The total enrollment of 25,455 is 2.4 percent below the record and is NIU’s fourth highest ever. It is also up 3.1 percent from last year’s 24,680.

One reason for the increase is the rise of economic return with a college education. “The additional money earned during a lifetime with a college degree is a primary reason,” Noe said.

Noe said the number of high school graduates and parents’ capability of sending children to college have increased.

LaTourette said total enrollment would be higher if budget cuts had not forced the cancellation of some off-campus courses.

The College of Professional Studies was the only college to decrease in total number of enrollment from last year. Its total dropped by 3.3 percent.

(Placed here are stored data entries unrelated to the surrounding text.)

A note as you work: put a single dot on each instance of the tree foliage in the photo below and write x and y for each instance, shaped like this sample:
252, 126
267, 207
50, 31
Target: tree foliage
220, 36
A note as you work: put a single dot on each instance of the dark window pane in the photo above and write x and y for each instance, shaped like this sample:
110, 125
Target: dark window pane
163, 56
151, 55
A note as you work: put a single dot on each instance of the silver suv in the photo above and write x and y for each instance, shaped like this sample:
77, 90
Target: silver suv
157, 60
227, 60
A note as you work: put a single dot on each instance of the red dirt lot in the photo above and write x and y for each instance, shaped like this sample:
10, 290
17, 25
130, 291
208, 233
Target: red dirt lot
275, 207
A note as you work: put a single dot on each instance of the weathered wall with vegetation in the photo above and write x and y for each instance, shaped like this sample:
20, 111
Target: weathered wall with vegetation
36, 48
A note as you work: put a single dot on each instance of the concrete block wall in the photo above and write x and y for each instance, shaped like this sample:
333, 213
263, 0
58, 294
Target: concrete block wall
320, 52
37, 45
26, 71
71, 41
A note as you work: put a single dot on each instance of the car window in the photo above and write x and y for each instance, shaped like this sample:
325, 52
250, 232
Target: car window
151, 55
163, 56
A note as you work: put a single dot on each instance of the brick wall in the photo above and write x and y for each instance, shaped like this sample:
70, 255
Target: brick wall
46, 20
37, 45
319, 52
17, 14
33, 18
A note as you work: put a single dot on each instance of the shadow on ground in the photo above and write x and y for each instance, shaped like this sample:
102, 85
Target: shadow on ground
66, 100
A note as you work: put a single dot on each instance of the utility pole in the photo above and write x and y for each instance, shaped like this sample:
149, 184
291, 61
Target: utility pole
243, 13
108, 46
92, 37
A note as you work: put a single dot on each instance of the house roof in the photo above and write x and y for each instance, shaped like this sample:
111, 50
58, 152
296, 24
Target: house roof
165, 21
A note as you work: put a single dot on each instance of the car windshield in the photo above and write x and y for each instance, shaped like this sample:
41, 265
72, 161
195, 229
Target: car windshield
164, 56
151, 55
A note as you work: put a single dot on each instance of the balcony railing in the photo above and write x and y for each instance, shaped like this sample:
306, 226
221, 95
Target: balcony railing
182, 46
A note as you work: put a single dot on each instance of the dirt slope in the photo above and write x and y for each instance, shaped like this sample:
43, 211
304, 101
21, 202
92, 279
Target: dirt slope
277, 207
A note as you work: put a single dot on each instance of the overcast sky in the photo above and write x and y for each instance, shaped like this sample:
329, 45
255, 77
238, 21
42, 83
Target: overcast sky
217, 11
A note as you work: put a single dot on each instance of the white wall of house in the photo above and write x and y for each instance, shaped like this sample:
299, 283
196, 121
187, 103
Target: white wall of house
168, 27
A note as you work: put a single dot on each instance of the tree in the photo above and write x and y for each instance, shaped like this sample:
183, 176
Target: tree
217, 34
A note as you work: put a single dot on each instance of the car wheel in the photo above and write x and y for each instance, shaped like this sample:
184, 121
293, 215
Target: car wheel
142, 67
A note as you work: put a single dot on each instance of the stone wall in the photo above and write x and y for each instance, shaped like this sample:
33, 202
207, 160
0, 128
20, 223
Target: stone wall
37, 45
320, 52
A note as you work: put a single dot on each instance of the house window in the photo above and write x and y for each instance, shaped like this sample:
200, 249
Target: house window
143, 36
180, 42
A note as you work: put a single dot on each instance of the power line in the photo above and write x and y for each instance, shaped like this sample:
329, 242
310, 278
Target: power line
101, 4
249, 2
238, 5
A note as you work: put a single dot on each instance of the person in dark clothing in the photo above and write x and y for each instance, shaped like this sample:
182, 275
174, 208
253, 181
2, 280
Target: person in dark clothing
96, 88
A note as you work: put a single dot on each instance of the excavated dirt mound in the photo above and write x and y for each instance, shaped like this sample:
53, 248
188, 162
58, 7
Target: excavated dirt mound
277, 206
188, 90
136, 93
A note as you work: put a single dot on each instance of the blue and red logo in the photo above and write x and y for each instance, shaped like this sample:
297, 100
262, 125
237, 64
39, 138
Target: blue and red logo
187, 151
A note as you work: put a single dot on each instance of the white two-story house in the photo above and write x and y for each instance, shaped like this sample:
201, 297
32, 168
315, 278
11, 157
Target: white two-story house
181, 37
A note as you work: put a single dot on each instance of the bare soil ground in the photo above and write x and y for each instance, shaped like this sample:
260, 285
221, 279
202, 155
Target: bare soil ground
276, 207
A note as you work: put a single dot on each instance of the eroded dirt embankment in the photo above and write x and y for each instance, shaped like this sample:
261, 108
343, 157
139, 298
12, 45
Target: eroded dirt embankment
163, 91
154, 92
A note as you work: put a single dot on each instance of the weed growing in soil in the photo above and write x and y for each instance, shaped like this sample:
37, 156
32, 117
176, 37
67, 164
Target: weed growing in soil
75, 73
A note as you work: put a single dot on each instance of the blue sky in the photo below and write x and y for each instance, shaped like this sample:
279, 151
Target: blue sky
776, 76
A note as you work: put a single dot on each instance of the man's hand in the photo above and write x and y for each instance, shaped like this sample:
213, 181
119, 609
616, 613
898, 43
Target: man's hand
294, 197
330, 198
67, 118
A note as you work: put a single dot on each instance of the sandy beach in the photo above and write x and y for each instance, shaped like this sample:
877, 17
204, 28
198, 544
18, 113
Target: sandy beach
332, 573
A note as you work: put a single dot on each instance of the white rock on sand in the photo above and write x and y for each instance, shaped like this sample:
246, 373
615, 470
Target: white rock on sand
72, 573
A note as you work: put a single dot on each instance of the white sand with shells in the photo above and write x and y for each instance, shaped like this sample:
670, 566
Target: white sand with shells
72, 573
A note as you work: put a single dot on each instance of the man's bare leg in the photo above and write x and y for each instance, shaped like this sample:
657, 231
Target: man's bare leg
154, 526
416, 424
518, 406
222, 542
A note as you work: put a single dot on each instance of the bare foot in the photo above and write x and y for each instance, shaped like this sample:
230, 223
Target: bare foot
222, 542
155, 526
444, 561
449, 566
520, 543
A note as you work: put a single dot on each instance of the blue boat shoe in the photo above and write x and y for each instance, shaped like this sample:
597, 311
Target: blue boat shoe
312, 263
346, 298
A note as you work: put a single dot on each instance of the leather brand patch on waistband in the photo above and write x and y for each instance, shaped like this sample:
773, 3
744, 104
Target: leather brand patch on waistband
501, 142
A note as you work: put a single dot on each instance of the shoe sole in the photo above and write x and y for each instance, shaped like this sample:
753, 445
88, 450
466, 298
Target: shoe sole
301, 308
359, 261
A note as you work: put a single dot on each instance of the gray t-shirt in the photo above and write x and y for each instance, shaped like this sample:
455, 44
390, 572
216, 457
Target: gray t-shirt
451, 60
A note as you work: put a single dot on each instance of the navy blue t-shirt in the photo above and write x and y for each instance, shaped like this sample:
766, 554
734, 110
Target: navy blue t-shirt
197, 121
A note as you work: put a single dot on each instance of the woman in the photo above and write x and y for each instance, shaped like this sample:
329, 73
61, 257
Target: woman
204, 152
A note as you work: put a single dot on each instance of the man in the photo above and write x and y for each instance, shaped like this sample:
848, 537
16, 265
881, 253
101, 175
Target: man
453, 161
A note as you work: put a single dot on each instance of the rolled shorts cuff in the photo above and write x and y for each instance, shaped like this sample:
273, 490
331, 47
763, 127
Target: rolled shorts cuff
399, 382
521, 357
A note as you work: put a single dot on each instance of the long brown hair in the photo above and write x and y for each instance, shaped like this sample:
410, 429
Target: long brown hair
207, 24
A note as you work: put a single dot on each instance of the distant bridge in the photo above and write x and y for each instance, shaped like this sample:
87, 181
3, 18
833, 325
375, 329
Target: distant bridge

The College of Liberal Arts and Sciences had the lowest increase (1.5 percent) and the College of Engineering and Engineering Technology had the highest increase (19.3 percent).

The College of Business was the next lowest with a 2.2 percent increase followed by the College of Visual and Performing Arts with a 4 percent increase and the College of Education with a 7.6 percent increase. The second highest increase was the College of Law with a 13.1 percent jump.

“It’s bitterly ironic that we hit a historic peak in enrollment at the same time our state appropriation is 4.5 percent less than the year before. More students and less money is not an ideal equation, ” LaTourette said.

On-campus undergraduate enrollment increased by 3 percent from last year and graduate enrollment increased by 6.7 percent.

LaTourette said if NIU had a different political climate and more equitable funding, it would easily reach a total student enrollment of 30,000 before 1989.